The future with quantum
One machine learning challenge Terra Quantum is currently working on involves understanding customers with time-series prediction models: “It’s about predicting customer behavior, really understanding how customers will react, what is the best grouping of different customers, what the correlations are and how they should be put together, and hence what are the best products customers should be nudged toward,” Shete says.
In markets, time-series predictions help understand how markets will behave and evaluate correlation between different types of assets. And in risk management, quantum can be deployed “for Monte Carlo simulations or understanding anti-money laundering or compliance issues that might be happening within your bank,” Shete says.

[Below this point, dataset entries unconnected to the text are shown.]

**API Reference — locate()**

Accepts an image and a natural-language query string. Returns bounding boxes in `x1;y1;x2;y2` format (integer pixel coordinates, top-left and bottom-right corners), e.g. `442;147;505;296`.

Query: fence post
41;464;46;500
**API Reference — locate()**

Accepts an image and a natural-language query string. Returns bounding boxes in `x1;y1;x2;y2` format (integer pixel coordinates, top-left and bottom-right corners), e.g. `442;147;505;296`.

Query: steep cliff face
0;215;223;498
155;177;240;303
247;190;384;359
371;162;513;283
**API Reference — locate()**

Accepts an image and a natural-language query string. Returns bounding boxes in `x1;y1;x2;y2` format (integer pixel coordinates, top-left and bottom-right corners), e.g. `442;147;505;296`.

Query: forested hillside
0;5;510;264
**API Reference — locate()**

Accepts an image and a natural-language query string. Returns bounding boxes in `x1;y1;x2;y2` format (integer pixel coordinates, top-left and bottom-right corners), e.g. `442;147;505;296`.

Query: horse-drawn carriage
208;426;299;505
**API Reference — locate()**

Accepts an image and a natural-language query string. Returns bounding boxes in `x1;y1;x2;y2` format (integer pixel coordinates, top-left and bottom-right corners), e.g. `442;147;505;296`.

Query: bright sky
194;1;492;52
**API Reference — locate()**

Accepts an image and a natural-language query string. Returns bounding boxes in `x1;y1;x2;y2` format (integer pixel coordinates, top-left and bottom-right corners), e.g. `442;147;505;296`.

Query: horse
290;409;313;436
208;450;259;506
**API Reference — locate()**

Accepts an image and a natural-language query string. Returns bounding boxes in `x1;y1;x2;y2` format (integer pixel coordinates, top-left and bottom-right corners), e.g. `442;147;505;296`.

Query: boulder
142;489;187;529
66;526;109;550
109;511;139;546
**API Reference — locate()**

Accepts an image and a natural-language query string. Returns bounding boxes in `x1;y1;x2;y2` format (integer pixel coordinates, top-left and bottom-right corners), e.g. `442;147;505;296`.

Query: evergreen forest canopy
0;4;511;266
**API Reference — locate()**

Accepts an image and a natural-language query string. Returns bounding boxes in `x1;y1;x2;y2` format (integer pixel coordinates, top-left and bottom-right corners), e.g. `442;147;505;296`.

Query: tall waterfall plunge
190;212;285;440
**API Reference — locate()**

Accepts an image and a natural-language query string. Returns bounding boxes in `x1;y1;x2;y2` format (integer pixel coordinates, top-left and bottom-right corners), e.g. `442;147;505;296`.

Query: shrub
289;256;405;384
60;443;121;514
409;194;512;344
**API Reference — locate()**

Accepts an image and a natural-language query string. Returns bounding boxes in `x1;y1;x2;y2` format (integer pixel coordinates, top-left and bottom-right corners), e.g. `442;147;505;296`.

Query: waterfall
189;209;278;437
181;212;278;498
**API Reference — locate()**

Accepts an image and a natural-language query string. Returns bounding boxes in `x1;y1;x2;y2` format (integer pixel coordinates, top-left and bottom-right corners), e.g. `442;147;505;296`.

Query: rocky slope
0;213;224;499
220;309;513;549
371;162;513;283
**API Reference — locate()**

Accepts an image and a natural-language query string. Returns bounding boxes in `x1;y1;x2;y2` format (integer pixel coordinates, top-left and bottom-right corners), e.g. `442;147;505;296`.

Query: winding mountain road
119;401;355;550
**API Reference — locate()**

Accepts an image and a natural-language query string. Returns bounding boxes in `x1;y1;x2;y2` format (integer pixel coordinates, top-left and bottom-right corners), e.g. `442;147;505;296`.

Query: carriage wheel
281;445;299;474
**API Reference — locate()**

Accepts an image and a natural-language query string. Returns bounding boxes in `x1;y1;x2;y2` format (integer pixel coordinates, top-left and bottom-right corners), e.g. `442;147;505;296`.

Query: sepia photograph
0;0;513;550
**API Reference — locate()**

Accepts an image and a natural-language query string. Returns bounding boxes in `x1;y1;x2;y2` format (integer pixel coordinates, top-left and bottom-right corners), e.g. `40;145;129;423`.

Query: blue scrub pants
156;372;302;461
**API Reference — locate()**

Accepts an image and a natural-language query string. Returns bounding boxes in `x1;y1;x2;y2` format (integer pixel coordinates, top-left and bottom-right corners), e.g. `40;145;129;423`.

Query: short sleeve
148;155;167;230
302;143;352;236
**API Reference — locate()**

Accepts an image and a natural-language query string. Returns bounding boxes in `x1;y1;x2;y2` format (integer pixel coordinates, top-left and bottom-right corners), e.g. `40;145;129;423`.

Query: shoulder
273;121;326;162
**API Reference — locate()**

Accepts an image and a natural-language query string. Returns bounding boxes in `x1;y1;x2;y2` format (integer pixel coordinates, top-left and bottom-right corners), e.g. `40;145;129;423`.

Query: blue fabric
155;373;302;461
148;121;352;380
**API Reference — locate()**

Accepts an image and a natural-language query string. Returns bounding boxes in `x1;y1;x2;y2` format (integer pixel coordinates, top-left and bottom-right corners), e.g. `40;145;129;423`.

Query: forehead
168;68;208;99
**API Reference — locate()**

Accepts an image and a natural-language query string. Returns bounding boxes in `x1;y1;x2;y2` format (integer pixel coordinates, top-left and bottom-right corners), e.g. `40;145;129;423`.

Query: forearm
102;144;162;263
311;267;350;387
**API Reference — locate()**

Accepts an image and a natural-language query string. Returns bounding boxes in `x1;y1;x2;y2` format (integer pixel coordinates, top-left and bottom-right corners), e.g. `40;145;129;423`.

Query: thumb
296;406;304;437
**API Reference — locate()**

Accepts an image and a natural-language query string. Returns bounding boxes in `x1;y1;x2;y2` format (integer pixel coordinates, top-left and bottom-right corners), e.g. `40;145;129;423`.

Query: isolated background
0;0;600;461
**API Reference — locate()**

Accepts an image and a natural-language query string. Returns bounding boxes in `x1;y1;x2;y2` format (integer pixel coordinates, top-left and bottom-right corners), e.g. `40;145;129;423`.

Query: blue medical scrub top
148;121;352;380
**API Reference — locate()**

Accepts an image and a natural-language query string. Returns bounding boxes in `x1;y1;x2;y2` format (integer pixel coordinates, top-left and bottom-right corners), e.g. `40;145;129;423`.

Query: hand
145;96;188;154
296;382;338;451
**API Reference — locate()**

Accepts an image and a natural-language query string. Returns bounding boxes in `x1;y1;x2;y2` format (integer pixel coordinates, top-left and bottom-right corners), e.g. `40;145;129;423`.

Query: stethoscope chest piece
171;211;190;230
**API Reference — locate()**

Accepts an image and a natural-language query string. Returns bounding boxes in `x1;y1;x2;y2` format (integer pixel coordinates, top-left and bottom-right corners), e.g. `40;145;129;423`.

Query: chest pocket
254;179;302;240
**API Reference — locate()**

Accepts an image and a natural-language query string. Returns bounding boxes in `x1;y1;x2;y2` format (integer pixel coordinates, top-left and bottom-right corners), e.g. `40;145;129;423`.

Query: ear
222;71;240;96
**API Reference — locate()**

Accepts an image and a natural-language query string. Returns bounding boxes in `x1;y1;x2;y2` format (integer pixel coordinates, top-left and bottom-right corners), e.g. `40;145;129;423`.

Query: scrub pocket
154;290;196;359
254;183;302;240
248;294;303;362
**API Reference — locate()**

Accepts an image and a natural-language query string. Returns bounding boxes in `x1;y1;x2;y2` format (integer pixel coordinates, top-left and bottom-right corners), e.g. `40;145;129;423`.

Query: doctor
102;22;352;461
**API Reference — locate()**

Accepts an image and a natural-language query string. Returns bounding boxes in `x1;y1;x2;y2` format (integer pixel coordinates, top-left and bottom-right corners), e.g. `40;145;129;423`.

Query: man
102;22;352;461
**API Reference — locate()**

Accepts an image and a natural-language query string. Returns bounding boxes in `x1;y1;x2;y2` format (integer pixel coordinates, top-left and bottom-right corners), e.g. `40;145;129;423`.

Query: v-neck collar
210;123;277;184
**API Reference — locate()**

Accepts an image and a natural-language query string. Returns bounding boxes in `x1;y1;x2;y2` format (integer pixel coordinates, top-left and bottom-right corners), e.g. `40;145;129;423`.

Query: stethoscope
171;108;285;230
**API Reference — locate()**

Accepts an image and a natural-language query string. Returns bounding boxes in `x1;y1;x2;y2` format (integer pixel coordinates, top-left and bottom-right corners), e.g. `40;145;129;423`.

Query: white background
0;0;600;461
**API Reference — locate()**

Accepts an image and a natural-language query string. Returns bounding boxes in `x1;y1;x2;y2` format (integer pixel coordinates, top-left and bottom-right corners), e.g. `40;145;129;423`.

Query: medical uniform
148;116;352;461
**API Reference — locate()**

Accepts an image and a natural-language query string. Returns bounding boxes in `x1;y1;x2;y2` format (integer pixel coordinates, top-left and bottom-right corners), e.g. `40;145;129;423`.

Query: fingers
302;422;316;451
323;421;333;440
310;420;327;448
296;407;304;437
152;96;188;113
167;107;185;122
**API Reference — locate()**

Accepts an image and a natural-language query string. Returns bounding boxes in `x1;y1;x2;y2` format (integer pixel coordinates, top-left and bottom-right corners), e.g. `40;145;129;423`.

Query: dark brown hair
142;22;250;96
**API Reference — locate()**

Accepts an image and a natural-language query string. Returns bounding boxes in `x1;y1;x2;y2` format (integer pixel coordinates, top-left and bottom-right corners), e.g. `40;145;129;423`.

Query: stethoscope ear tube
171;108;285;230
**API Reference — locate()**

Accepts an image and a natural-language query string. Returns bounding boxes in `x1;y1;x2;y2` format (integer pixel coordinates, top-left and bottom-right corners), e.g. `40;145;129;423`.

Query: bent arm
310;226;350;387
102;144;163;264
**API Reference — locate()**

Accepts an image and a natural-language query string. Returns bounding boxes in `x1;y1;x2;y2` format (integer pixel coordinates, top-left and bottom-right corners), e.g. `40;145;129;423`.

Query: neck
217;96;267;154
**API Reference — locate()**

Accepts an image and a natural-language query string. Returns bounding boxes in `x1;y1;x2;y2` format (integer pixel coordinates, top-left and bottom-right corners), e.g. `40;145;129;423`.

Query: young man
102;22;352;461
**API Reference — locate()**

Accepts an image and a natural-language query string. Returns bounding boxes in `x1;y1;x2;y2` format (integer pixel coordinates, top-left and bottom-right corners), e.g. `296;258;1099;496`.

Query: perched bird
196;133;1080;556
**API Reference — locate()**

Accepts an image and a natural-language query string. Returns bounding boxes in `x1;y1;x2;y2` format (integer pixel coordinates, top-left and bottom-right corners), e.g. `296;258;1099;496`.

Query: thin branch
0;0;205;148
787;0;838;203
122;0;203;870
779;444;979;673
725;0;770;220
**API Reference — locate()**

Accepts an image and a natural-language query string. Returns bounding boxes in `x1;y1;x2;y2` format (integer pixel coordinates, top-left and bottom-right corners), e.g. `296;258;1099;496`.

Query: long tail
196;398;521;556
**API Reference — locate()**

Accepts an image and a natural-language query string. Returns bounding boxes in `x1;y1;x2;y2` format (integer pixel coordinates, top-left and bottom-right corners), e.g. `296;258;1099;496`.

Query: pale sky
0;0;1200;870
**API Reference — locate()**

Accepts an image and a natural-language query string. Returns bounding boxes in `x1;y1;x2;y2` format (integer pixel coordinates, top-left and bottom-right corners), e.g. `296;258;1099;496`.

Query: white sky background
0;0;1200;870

For its part, Ally expects to evaluate more quantum-related projects in the future, including credit loss modeling, where one can predict what percentage of loans granted to customers might end up as losses. The proof-of-concept projects Ally has conducted so far are its trial run for when quantum is ready for prime time.
“It’s important for us to test the technology and be ready,” Muthukrishnan says. “It’s like constantly working out and doing your sprints so when the real race happens, you’re ready to go. You can’t sit around and wait for things to happen — it’s all about consistency, preparation, and then being able to rise to the occasion when the time is right.”